Rapid in situ synthesis of sulfur-doped transition-metal oxyhydroxides by room temperature impregnation for advanced electrocatalytic splitting water

Methods for designing and synthesizing energy-efficient, time-saving, and economical electrocatalysts are important to advance the electrolysis of water for hydrogen production. The synthesis of new catalytic materials should be simple and convenient, have limited environmental impact, and deliver high catalytic activity. We present a simple method for an in situ synthesis of hydroxyl oxide nanosheet materials supported on nickel foam as the conductive support that is quick (procedure complete in 5 min), and operated at room temperature and pressure. This green and pollution-free preparation method forms a oxyhydroxide layer with more active sites on the nickel foam surface, while the self-supported nanosheet arrays ensure fast electron transfer and good sta-bility. The hydroxides electrodes exhibit excellent electrocatalytic performance in alkaline electrolytes, notably S-FeNiOOH as hydrogen evolution reaction (HER) and oxygen evolution reaction (OER) catalyst with a current density of 100 mA cm-2 at 248 mV and 293 mV overpotential.
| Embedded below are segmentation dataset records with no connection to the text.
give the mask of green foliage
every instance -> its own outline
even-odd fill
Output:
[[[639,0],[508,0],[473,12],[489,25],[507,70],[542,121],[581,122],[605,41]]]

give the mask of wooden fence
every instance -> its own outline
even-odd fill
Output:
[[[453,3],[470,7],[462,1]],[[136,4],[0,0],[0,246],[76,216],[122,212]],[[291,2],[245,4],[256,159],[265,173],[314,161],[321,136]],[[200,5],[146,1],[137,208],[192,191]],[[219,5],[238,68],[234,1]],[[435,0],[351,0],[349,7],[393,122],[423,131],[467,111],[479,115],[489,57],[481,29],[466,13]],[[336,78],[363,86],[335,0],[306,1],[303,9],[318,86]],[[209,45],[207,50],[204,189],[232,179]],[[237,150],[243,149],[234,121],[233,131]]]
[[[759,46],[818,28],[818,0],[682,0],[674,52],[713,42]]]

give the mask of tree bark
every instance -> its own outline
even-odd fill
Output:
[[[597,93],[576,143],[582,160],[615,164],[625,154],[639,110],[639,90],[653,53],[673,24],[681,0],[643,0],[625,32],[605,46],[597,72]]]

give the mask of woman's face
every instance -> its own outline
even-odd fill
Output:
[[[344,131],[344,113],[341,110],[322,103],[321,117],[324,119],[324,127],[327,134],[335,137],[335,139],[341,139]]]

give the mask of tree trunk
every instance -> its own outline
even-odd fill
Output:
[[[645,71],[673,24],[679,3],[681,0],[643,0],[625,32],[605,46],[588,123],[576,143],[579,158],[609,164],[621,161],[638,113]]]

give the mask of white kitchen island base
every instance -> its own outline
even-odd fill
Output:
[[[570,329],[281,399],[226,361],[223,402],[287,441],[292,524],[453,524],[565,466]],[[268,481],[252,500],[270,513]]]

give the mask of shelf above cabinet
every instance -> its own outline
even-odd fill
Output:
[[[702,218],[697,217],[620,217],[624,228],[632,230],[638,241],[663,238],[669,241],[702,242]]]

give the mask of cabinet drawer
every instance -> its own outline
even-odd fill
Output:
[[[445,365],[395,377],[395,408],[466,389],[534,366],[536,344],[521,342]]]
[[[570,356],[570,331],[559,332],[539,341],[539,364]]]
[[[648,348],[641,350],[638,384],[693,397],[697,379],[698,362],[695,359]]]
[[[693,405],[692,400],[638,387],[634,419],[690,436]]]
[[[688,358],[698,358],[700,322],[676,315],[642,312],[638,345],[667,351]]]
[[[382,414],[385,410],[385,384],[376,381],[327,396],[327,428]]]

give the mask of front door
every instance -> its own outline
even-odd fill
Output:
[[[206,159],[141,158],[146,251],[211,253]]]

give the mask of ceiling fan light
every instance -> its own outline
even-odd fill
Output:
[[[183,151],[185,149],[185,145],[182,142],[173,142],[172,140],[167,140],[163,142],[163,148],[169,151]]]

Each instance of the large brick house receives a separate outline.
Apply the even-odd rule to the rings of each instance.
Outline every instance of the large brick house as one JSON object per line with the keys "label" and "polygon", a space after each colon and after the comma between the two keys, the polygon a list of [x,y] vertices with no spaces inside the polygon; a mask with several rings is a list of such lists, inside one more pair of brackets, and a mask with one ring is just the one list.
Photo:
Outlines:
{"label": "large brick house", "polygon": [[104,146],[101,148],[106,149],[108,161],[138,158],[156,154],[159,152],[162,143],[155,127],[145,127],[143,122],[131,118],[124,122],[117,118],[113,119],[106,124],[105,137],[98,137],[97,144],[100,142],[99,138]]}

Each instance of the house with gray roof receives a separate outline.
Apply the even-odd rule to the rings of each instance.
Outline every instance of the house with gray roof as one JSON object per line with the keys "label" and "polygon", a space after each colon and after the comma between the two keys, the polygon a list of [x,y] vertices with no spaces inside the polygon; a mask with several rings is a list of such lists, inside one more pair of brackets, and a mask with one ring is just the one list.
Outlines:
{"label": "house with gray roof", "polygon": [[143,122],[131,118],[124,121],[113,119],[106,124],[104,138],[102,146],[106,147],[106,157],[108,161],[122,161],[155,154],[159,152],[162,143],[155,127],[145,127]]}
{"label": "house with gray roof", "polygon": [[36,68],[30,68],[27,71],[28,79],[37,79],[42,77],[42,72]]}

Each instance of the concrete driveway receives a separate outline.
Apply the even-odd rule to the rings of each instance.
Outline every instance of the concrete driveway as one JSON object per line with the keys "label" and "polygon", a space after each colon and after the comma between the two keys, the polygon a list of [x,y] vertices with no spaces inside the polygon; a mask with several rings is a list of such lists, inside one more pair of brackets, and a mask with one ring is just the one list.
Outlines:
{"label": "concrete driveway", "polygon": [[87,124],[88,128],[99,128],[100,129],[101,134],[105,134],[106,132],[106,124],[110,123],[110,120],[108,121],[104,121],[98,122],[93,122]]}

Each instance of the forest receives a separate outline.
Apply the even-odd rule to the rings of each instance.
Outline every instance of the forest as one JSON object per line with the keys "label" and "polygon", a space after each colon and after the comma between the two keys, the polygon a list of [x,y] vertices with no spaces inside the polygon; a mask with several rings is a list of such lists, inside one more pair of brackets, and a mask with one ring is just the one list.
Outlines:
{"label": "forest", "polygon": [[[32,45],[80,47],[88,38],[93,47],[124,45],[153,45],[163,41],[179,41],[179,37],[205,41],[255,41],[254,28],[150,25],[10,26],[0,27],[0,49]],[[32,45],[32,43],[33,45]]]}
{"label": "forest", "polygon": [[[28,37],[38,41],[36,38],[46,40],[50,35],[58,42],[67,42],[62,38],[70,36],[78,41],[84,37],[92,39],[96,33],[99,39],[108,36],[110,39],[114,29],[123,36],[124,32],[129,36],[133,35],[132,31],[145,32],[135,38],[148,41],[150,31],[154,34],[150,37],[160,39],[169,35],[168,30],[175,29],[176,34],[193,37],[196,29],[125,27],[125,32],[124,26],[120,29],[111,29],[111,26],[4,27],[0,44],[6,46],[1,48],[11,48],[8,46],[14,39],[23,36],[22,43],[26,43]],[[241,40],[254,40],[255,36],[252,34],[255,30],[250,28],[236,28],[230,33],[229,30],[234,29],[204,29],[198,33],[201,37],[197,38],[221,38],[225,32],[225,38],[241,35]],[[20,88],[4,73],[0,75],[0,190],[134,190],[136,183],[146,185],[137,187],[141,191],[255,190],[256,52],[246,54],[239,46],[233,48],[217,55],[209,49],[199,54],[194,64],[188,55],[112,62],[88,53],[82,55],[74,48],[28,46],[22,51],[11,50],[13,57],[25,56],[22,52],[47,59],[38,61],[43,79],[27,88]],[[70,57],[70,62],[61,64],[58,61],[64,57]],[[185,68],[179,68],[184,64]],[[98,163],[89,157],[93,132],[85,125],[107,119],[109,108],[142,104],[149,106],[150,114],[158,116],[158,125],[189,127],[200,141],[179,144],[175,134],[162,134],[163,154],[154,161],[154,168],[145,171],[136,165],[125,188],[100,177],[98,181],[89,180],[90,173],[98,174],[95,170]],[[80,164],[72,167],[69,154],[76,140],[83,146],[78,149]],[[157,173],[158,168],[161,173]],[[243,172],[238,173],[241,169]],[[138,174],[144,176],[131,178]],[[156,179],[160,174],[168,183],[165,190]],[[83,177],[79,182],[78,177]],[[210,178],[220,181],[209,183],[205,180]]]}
When used as a catalyst for water splitting in a full cell, an applied voltage of only 1.81 V was required to achieve a current density of 100 mA cm-2 for the overall electrolysis of alkaline water that exhibits good durability. This work provides an effective strategy for the application of self-supporting electrodes composed of nanostructured arrays on conducting substrates, creating new opportunities in advanced materials that are important for both the hydrogen economy and environmental remediation.